I became interested in this novel because author H.D. Carlton became a runaway bestseller without backing from a Big-Five publisher. Maybe, I thought, she tapped some unrecognized reservoir of readership the algorithm-driven mainstreamers ignored. Having read this one, I suspect that her magic must be her willingness to air Freudian linen, because I don’t recall a more bog-standard psychological tapestry recently outside an undergraduate psych textbook.
Like Carlton, Addie is an independent novelist, and therefore has remarkable time liberty. She apparently has freedom to supervise the professional restoration of Parsons Manor, while also having lunch dates with her best friend, and live author appearances. Despite her freedom, though, she has no ability to supervise her house, so her stalker has an unimpeded ability to enter, leave flowers and letters, raid her liquor cabinet, and escape unseen.
And what a stalker. He has time enough to haunt Addie’s romantic life, including torturing and humiliating her dates. But he moonlights as a vigilante, hunting a national human trafficking network. This secondary plot is tonally inconsistent with the Gothic main plot, resembling an unsold Hollywood treatment. He’s also able to follow Addie from the city to her isolated country house, commit crimes, and destroy the evidence, remaining constantly invisible.
Adeline’s support network apparently consists of two people: her mother and her best friend. Daya, her best friend, has one role: try to get Addie laid. That’s her response to everything. Excessively ambitious house restoration project? Let’s get drunk and laid. Stalker somehow entering Addie’s locked house and leaving tokens? Let’s get drunk and laid. Describing Daya as Adeline’s Freudian id is, frankly, generous.
Her mother, therefore, is her Freudian superego.
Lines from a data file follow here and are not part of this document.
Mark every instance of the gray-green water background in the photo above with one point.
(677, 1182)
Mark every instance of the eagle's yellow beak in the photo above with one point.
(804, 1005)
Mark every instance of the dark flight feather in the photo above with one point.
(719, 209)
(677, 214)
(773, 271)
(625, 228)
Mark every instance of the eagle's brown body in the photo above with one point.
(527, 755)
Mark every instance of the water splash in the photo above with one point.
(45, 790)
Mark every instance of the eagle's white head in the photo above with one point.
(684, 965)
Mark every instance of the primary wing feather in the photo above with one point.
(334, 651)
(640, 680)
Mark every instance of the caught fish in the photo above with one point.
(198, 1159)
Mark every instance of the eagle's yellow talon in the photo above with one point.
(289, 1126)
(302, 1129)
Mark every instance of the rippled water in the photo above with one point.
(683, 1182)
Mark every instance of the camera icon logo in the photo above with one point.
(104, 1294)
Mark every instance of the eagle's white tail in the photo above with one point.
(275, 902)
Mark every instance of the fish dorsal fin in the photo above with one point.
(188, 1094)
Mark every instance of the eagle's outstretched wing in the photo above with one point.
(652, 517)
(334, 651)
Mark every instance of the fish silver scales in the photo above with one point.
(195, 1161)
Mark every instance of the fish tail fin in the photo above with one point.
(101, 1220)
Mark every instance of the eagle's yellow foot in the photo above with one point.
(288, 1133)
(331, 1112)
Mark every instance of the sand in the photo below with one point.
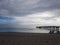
(15, 38)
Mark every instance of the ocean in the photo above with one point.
(26, 30)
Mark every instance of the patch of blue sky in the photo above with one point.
(6, 18)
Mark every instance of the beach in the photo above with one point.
(18, 38)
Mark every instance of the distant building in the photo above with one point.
(51, 28)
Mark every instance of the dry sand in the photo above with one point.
(29, 39)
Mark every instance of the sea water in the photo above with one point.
(27, 30)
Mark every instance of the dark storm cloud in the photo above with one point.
(25, 7)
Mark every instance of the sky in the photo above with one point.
(29, 13)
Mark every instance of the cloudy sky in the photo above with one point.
(29, 13)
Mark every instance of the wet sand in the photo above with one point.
(15, 38)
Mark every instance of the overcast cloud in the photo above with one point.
(31, 12)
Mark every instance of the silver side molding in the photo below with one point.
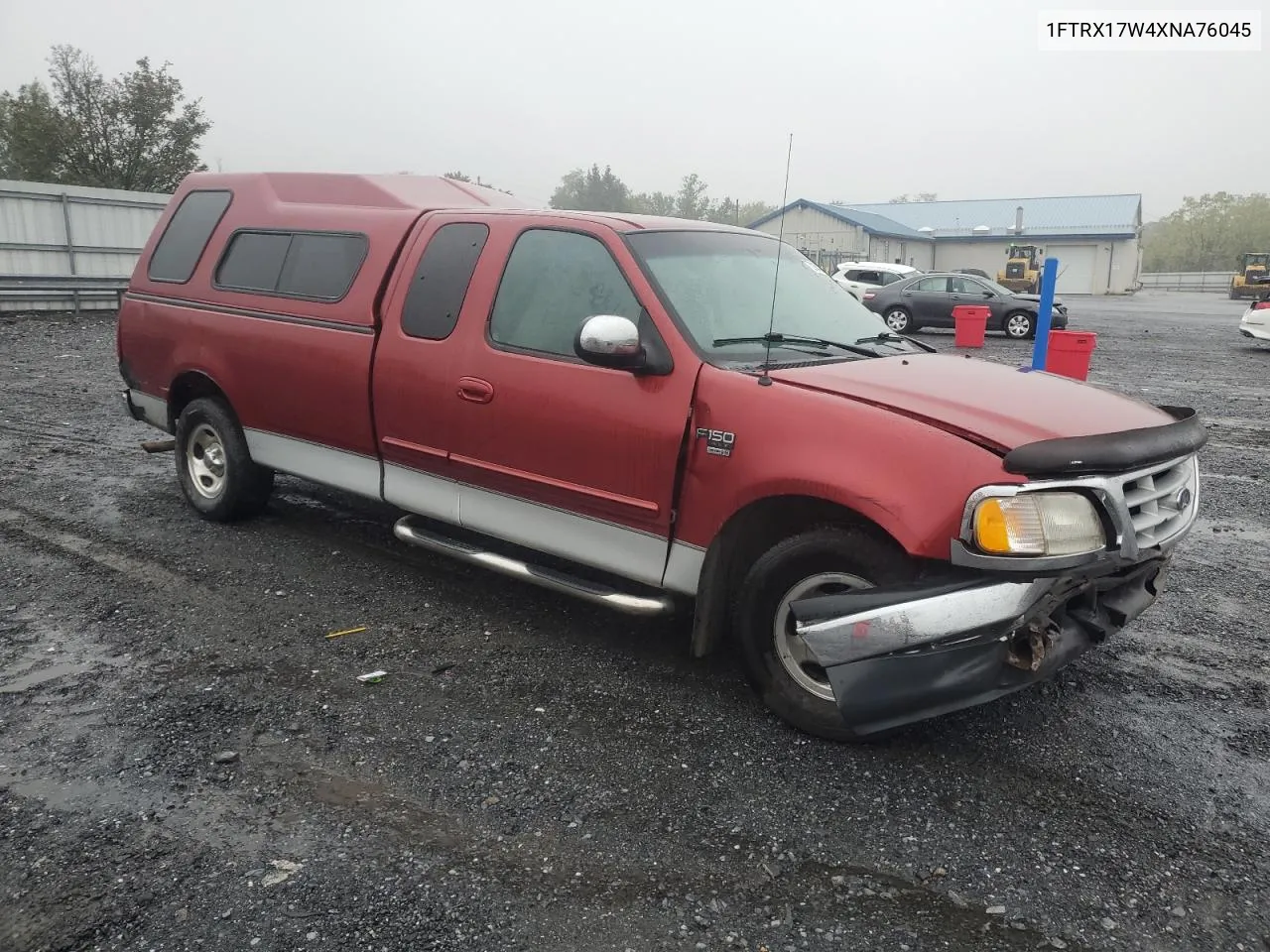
(409, 531)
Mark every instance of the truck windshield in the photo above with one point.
(720, 286)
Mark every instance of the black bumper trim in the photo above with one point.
(134, 411)
(1110, 452)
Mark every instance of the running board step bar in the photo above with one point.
(593, 592)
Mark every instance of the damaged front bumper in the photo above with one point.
(902, 655)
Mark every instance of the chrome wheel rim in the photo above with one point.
(204, 461)
(792, 649)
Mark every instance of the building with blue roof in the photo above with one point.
(1096, 239)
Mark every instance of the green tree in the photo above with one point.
(693, 199)
(1210, 232)
(31, 135)
(654, 203)
(592, 190)
(132, 132)
(602, 190)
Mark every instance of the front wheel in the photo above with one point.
(213, 466)
(1020, 325)
(778, 662)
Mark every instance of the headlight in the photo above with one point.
(1038, 525)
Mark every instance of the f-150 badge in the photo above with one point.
(717, 442)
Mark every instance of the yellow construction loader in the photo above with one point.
(1023, 268)
(1256, 266)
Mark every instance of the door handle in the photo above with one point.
(477, 391)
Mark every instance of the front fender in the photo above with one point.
(906, 476)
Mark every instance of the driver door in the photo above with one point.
(550, 451)
(929, 299)
(966, 291)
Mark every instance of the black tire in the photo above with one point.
(1032, 325)
(243, 488)
(826, 548)
(908, 320)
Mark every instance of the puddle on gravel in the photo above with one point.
(51, 655)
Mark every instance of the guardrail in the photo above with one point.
(1210, 282)
(76, 293)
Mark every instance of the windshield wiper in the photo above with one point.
(778, 338)
(887, 338)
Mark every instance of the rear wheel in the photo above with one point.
(213, 466)
(780, 667)
(898, 320)
(1019, 325)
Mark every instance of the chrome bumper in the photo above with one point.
(915, 622)
(894, 656)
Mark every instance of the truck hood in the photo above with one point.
(997, 407)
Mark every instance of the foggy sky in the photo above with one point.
(883, 98)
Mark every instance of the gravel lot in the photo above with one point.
(186, 762)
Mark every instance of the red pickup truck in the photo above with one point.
(657, 414)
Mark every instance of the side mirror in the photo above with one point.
(610, 340)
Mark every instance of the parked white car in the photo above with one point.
(1256, 321)
(857, 276)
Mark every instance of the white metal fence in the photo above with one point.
(68, 248)
(1188, 281)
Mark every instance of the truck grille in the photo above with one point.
(1162, 502)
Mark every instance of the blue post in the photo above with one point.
(1048, 276)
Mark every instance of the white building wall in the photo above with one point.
(67, 230)
(1114, 268)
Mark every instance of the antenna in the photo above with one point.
(765, 381)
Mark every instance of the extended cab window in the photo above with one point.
(440, 284)
(553, 282)
(313, 266)
(186, 238)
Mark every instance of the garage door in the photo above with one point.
(1075, 268)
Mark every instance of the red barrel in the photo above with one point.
(969, 322)
(1069, 353)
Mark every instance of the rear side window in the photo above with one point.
(254, 262)
(186, 238)
(312, 266)
(441, 281)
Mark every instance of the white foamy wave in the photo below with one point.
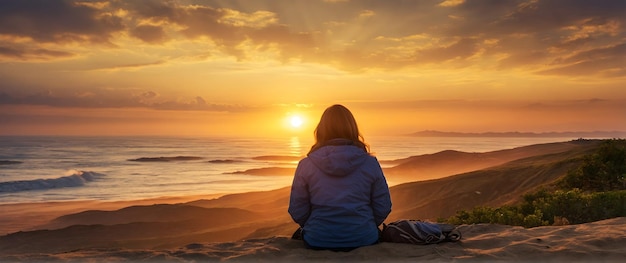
(74, 179)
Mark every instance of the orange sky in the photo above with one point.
(228, 67)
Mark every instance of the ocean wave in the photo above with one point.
(166, 159)
(77, 178)
(224, 161)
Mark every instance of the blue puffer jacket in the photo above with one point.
(339, 197)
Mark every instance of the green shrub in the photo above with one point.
(596, 190)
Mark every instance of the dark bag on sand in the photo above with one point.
(419, 232)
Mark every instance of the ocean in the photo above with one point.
(56, 168)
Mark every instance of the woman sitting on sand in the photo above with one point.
(339, 194)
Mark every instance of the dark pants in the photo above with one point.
(299, 235)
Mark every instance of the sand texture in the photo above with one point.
(255, 226)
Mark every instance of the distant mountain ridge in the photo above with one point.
(593, 134)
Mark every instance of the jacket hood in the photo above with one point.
(338, 159)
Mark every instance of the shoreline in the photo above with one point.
(29, 216)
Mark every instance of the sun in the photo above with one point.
(296, 121)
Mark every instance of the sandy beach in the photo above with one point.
(255, 226)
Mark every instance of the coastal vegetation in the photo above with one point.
(595, 190)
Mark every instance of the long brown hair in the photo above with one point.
(338, 122)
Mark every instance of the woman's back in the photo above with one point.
(339, 197)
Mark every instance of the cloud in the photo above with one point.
(115, 99)
(23, 53)
(539, 36)
(607, 61)
(149, 33)
(57, 21)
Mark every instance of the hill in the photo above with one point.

She exists to warn Addie against anything risky, chaotic, or fun. She appears when necessary to provide dire, sepulchral exposition, and to urge Addie to assume more socially acceptable adult responsibilities. At one key juncture, she drives an hour to give Addie a warning she could’ve conveyed in a text message, because fundamentally, she isn’t a rounded person, she’s a narrative device.
H.D. Carlton |
If we understand Addie’s supporting cast in Freudian terms, then her nameless stalker represents both Eros and Thanos. He selects Addie entirely because she’s beautiful, which he expounds in lush detail. But, without speaking to her (or reading her prose) he declares himself “addicted” to her. Then he proclaims: “All I want is to break her. Shatter her into pieces. And then arrange those pieces to fit against my own.”
Yikes.
Carlton manipulates the story to ensure that Addie’s stalker remains, for narrative purposes, blameless. Sure, he’s a violent torturer, but it’s okay, because the people he hurts are QAnon-style human traffickers. Sure, he captures and murders any man Addie attempts to hook up with, but it’s okay, because she brings home abusers and criminals who deserve being hurt. Violence winds up being protective, nurturing, even benevolent. Brutality as romantic desire.
Okay, this character is an unrefined fantasy of male domination. Some women find violence the ultimate expression of masculinity; I’m reminded of the women who sent Richard Ramirez, the Night Stalker, love letters during his decades of incarceration. I can only imagine the women who entertain these fantasies haven’t survived an abusive relationship, because this character isn’t sexy, nor even particularly frightening; he’s just disgusting.
Yet Addie romanticizes him, finding parallels with her great-grandmother’s juicy personal diaries. Like Addie, Genevieve Parsons had an enigmatic admirer who haunted the margins of her forested Gothic gingerbread house. We await how these two stories will converge. But until they do, Addie increasingly sees her violent stalker as a dangerous boyfriend like her great-nana’s dangerous, shadowy love. She sees both as frightening and titillating.
Takes all kinds, I guess.
This glorification of violence, as an expression of love, frightens me. Not in the good frightening way that draws audiences back to horror literature and novels, I understand that. Rather, this novel elevates violence as romantic desire, repeating the myth that, if he loves you, he’ll hurt any rivals and dominate your time. I suppose this might seem erotic and exciting, if you haven’t been through it.